简体   繁体   English

与 Python 多处理共享对象数组

[英]Sharing array of objects with Python multiprocessing

For this question, I refer to the example in Python docs discussing the "use of the SharedMemory class with NumPy arrays, accessing the same numpy.ndarray from two distinct Python shells". For this question, I refer to the example in Python docs discussing the "use of the SharedMemory class with NumPy arrays, accessing the same numpy.ndarray from two distinct Python shells".

A major change that I'd like to implement is manipulate array of class objects rather than integer values as I demonstrate below.我想实现的一个主要更改是操作 class 对象数组,而不是 integer 值,如下所示。

import numpy as np
from multiprocessing import shared_memory    

# a simplistic class example
class A(): 
    def __init__(self, x): 
        self.x = x

# numpy array of class objects 
a = np.array([A(1), A(2), A(3)])       

# create a shared memory instance
shm = shared_memory.SharedMemory(create=True, size=a.nbytes, name='psm_test0')

# numpy array backed by shared memory
b = np.ndarray(a.shape, dtype=a.dtype, buffer=shm.buf)                                    

# copy the original data into shared memory
b[:] = a[:]                                  

print(b)                                            

# array([<__main__.Foo object at 0x7fac56cd1190>,
#       <__main__.Foo object at 0x7fac56cd1970>,
#       <__main__.Foo object at 0x7fac56cd19a0>], dtype=object)

Now, in a different shell, we attach to the shared memory space and try to manipulate the contents of the array.现在,在不同的 shell 中,我们附加到共享的 memory 空间并尝试操作数组的内容。

import numpy as np
from multiprocessing import shared_memory

# attach to the existing shared space
existing_shm = shared_memory.SharedMemory(name='psm_test0')

c = np.ndarray((3,), dtype=object, buffer=existing_shm.buf)

Even before we are able to manipulate c , printing it will result in a segmentation fault.甚至在我们能够操作c ,打印它就会导致分段错误。 Indeed I can not expect to observe a behaviour that has not been written into the module, so my question is what can I do to work with a shared array of objects?事实上,我不能指望观察到尚未写入模块的行为,所以我的问题是如何处理共享对象数组?

I'm currently pickling the list but protected read/writes add a fair bit of overhead.我目前正在挑选列表,但受保护的读/写会增加相当多的开销。 I've also tried using Namespace , which was quite slow because indexed writes are not allowed.我也尝试过使用Namespace ,这很慢,因为不允许索引写入。 Another idea could be to use share Ctypes Structure in a ShareableList but I wouldn't know where to start with that.另一个想法可能是在 ShareableList 中使用ShareableList Ctypes 结构,但我不知道从哪里开始。

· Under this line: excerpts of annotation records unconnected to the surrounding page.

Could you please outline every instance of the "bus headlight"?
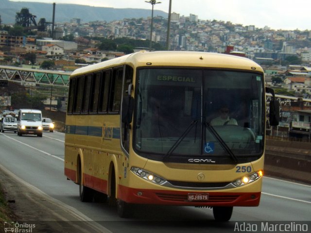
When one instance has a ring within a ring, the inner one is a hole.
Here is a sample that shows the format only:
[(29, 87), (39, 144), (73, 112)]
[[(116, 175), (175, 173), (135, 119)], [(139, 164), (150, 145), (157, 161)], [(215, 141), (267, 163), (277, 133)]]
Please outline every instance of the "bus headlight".
[(152, 182), (153, 183), (156, 183), (157, 184), (162, 184), (166, 181), (166, 180), (164, 179), (162, 177), (143, 169), (133, 166), (131, 168), (131, 170), (134, 174), (136, 174), (144, 180)]
[(262, 171), (259, 171), (257, 172), (244, 176), (232, 182), (232, 183), (237, 186), (241, 186), (247, 184), (259, 179), (262, 176)]

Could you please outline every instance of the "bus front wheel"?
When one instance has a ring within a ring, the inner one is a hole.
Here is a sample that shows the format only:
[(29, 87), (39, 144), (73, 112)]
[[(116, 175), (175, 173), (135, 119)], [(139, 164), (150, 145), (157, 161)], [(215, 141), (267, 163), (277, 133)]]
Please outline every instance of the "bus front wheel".
[(232, 215), (232, 206), (214, 206), (213, 214), (216, 221), (229, 221)]
[(132, 206), (120, 199), (117, 200), (118, 215), (120, 217), (129, 217), (132, 214)]

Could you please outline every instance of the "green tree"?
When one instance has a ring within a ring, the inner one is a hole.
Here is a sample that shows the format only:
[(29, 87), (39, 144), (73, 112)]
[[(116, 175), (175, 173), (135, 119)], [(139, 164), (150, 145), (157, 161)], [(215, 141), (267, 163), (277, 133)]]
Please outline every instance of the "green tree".
[(81, 58), (77, 58), (74, 61), (75, 63), (77, 63), (78, 64), (87, 64), (87, 63), (84, 59), (81, 59)]
[(104, 39), (102, 40), (102, 43), (98, 45), (98, 48), (105, 51), (115, 50), (117, 49), (117, 44), (112, 40)]
[(283, 82), (283, 80), (280, 77), (273, 76), (271, 80), (274, 83), (280, 83)]
[(31, 64), (34, 65), (35, 63), (36, 56), (34, 52), (27, 52), (24, 55), (24, 58), (27, 61), (30, 61)]
[(74, 36), (72, 34), (69, 34), (64, 36), (63, 39), (66, 41), (74, 41)]
[(294, 55), (286, 57), (285, 61), (288, 62), (289, 65), (300, 65), (301, 64), (301, 59)]
[(123, 52), (126, 54), (129, 54), (134, 52), (133, 46), (128, 45), (121, 45), (118, 46), (117, 50)]
[(286, 89), (276, 88), (274, 89), (275, 93), (277, 95), (281, 95), (287, 96), (295, 96), (295, 92), (289, 91)]
[(54, 61), (46, 60), (44, 61), (40, 66), (40, 68), (44, 69), (50, 69), (51, 68), (53, 68), (55, 66)]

In addition there is also a design aspect: it appears that there is an open bug in shared_memory that may affect my implementation wherein I have several processes working on different elements of the array.此外还有一个设计方面: shared_memory中似乎有一个开放的错误可能会影响我的实现,其中我有几个进程在处理数组的不同元素。

Is there a more scalable way of sharing a large list of objects between several processes so that at any given time all running processes interact with a unique object/element in the list?是否有一种更可扩展的方式在多个进程之间共享大量对象列表,以便在任何给定时间所有正在运行的进程都与列表中的唯一对象/元素交互?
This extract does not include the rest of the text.